I became the girl who tried too hard, stood too close, interrupted, talked too much, always had the answer, reacted too easily, and eventually acted out my pain by either getting too physical or using my words and intellect to establish dominance and superiority. When the going got tough, I got going and let go of the people who should have and could have been my strongest supporters because I believed that no matter how hard I worked, no matter what I tried – rescuing, fixing, having the answers, being the problem solver – it was never going to be enough to fit in. I didn’t fit in with the rebels and screw-ups because I wanted to do good and be better. I didn’t fit in with the achievers and winners because I was too guarded and unable to believe in my own worth and value.

I’ve spent the last 20+ years trying to be accepted, be loved, and be included. All the while, the things I tried to make it happen just fell short and I pushed away and let go of those who wanted to be there for me. I chased after the relationships with those who I thought would accept me because of the value I could be to them. Meanwhile, the critical relationships with my children and other family members were neglected and damaged in ways similar to how mine had been damaged by the adults in charge of me. None of whom were any more available or capable emotionally and psychologically than I have been.

The ENTIRE time, there has been One who has chased me down in so many ways, with so many faces, time, after time, after time to convey to me that I am loved, I am known, I am accepted, I am understood, and I belong.

Marc Shelske, the pastor of Bridge City Community Church, has been doing a teaching series on Ephesians and I have had the privilege of being present the past two weeks to hear his insights in person. Thankfully, when I need to revisit and recall what was shared, these messages can be found on the Bridge City Media YouTube channel.
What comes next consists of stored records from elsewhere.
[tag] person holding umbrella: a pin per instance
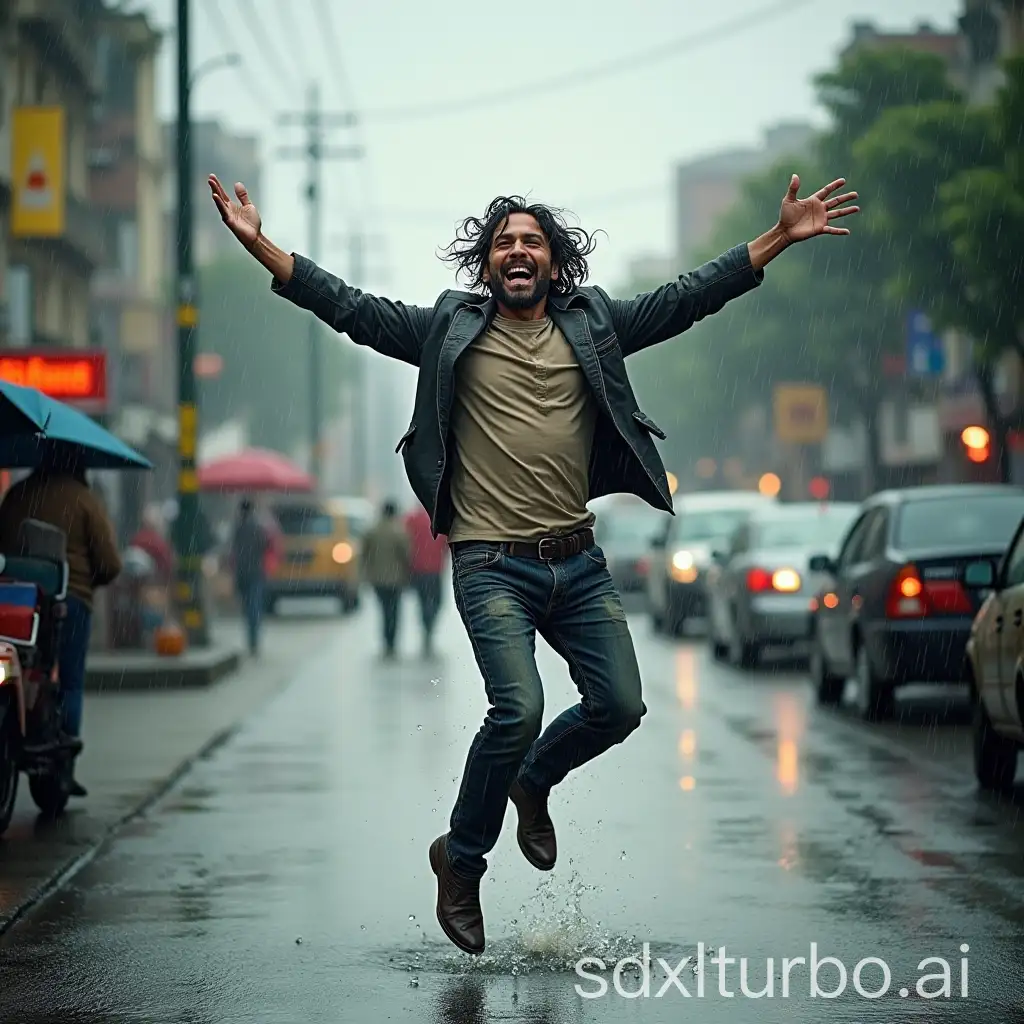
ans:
(249, 549)
(57, 493)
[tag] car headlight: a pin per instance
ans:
(683, 560)
(684, 567)
(785, 581)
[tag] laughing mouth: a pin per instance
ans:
(519, 273)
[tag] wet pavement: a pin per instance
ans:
(286, 877)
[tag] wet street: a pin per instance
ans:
(285, 879)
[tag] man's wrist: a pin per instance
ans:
(766, 247)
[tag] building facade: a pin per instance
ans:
(232, 158)
(131, 287)
(55, 241)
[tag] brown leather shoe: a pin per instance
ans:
(536, 833)
(459, 910)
Last week he talked about the fact that Zombies are biblical concepts and not just a current entertainment trend. It was very enlightening and a good reminder of things I’ve known intellectually, but never internalized on a personal level. This was the “before” picture of how I have operated with my lack of personal understanding and acceptance of God’s grace and mercy for me, in my life.

He continued the conversation this week and spoke about the “after” picture. What he described was exactly what has been happening inside of me, in my life, and in my relationships over the course of the past year and a half or so.
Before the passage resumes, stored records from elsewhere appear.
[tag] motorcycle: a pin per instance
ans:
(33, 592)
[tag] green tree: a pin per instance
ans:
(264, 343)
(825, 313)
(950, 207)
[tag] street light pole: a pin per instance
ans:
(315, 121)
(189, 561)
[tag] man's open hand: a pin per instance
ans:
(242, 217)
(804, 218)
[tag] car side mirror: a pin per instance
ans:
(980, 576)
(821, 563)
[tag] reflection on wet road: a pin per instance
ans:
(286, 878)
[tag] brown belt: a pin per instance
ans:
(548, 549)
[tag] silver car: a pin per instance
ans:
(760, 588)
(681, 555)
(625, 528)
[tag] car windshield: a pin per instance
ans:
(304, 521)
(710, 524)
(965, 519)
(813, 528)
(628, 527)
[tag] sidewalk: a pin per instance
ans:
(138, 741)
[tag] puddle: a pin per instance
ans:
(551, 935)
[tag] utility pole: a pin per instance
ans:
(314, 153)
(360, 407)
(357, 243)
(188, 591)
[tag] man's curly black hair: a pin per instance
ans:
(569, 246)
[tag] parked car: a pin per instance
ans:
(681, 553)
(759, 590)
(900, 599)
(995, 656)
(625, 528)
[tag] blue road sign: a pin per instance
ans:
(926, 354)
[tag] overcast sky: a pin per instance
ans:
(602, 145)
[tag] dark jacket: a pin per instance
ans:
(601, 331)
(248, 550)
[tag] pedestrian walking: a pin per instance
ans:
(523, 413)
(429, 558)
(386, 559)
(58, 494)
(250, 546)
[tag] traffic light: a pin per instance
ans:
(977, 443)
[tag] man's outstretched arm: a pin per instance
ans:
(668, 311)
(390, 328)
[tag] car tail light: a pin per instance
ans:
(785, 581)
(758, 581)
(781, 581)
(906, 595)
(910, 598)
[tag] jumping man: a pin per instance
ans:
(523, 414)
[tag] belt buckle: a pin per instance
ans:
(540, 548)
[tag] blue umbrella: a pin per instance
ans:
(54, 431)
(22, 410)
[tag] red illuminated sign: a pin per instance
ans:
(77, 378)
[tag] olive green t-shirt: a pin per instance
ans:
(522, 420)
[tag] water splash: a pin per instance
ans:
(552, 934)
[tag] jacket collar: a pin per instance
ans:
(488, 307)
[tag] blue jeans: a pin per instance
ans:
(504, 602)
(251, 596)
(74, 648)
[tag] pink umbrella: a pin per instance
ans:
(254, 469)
“As we get closer to God, we have the capacity to get closer to other people.” ~ Marc Schelske, 5/18/13, Bridge City Community Church

I was “saved” when I was 8 years old. I’ve been being “saved” my whole life. I’ll be 44 next month and I’m just now internalizing that being “saved” isn’t about not doing wrong or doing good, but it’s about God’s absolute acceptance and love for me because I am His creation, and that creation is not static, but an ongoing work of art, displaying and revealing the character and nature of God, the artist.

As I have allowed these realizations and understandings to sink into my being, without me having to work and strive through my own efforts, God has been closer to me, naturally and organically. As I have grown in my ability to just accept that God is with me and present in every aspect of my life, no matter what, my ability to connect and reconnect in relationship with others has been improving.

I started with the internet and the online communities available here in the blogosphere and on Facebook, with people who didn’t know me or my past who I felt safe exposing my self and my truths to. Slowly, others who have known me and shown me they care and want to be in relationship with me have gotten to know this part of my identity.

The lines are now blurred and I am fully engaged in supportive online communities which include people I see and engage with in person, in significant and meaningful ways. It is also increasing my connection to others who sincerely care, accept, and include me as part of their community, simply because I accept that I belong, I AM because GOD IS.